Datum.Collector

NOTE: This is a Work in Progress and documents the Intent as of time of writing not necessarily what is or will be implemented!

Gather data and cache them serialized in a structure.

Problem it aims to solve

When managing infrastructure, it is always needed to gather information about different systems:

  • Services configured to start automatically but in a stopped state
  • Certificates installed and their expiration date
  • System information such as serial number, model, RAM, Disk space and so on

Some of those information can be about a system (a server, appliance, physical or virtual), or more and more often against a service: Active Directory, a service's API and so on.

The data is often used to monitor a state, or to give context to a situation:

  • Monitor: This is the data the last time the system polled
  • Alert: if data 'x' is of value 'y', the state is 'z', we should take action 'xyz'
  • Context: There's an outage, lets look at the System infos for clues

Traditionally, those systems are polled centrally by a tool commonly known as a CMDB (Configuration Management Database). Some CMDB try to offer other capabilities, such as a GUI, alerts, or configuration and remediation.

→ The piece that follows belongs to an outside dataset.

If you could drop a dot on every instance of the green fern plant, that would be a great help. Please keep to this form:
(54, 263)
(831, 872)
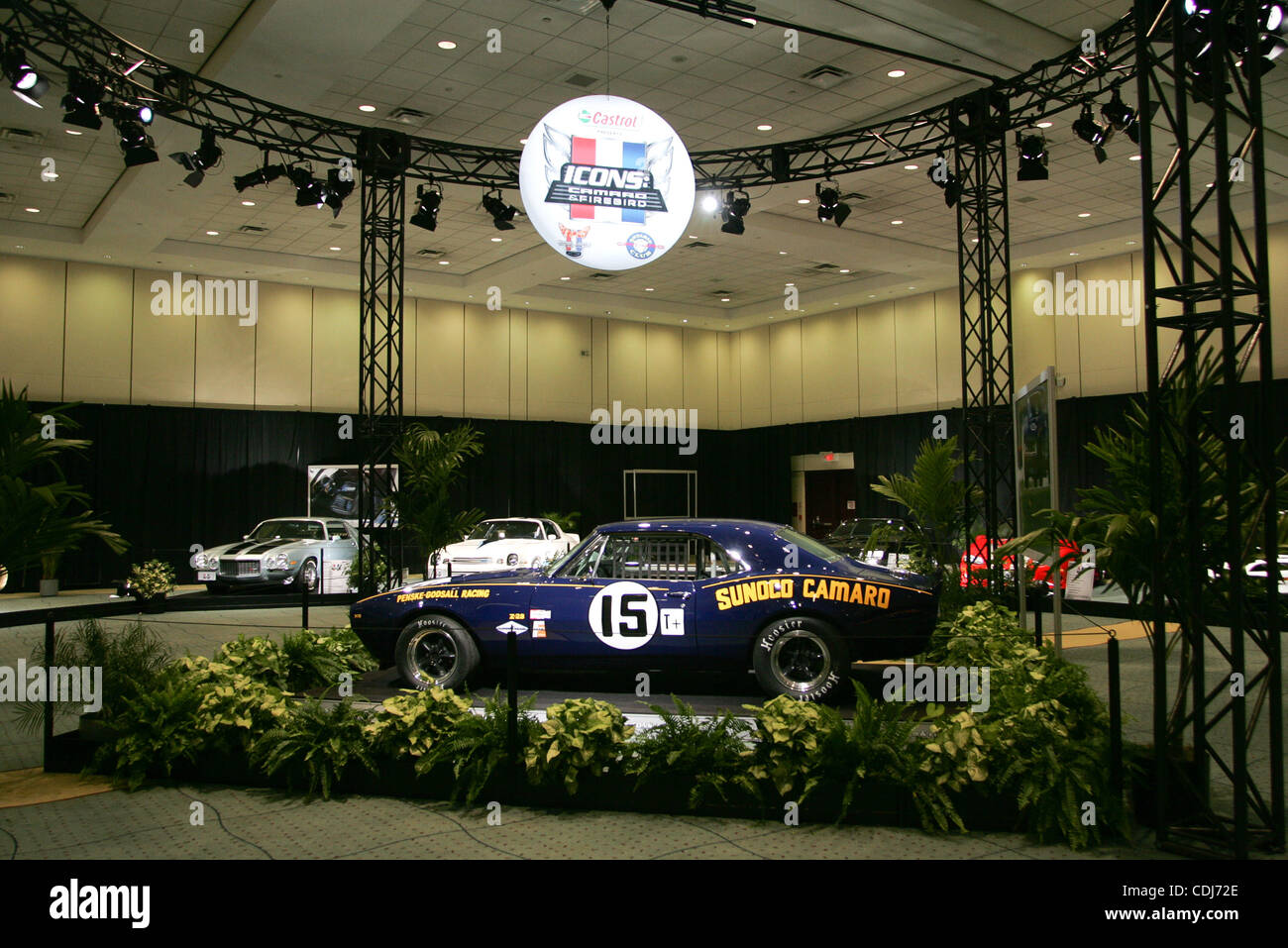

Datum.Collector instead focuses on collecting the data and defining what to collect, how and when. How this data is consumed, stored, or exposed is left to other systems to implement.

The assumption is that the data will be used in several ways, without the need to be queried each time by different systems, and the testing of systems should be decoupled from the gathering of the system's data.

Intentions

Requirements

The key characteristics of the envisaged solution are:

  • declarativeness: manage the configuration of Datum.Collectors from human readable files.
  • segregation of concerns: Collect the data based on a configuration, don't manage deployment, updates of the configuration...
  • Object tree representation: Data should be stored in an object's properties, so it's easy to access data by a 'path' following the dot notation ($collectedData.propertyContainer.PropertyDatum).
  • Definition tree represents collected data structure: Folders are containers, files either data return by a single container or reprensent a map of the sub properties made available.

Intended Usage

The first use case I have in mind is the ability to run infrastructure tests against the data structure to ensure compliance of an expected state, but also make that data available to other systems, such as exporting to a file.

Presenting the Data in a tree of properties makes it structured in a familiar way. Validation of systems can be written against that tree, decoupling the data collection from the testing of values: $collectedData.computerSystem.TotalPhysicalMemory | Should -be 68406890496.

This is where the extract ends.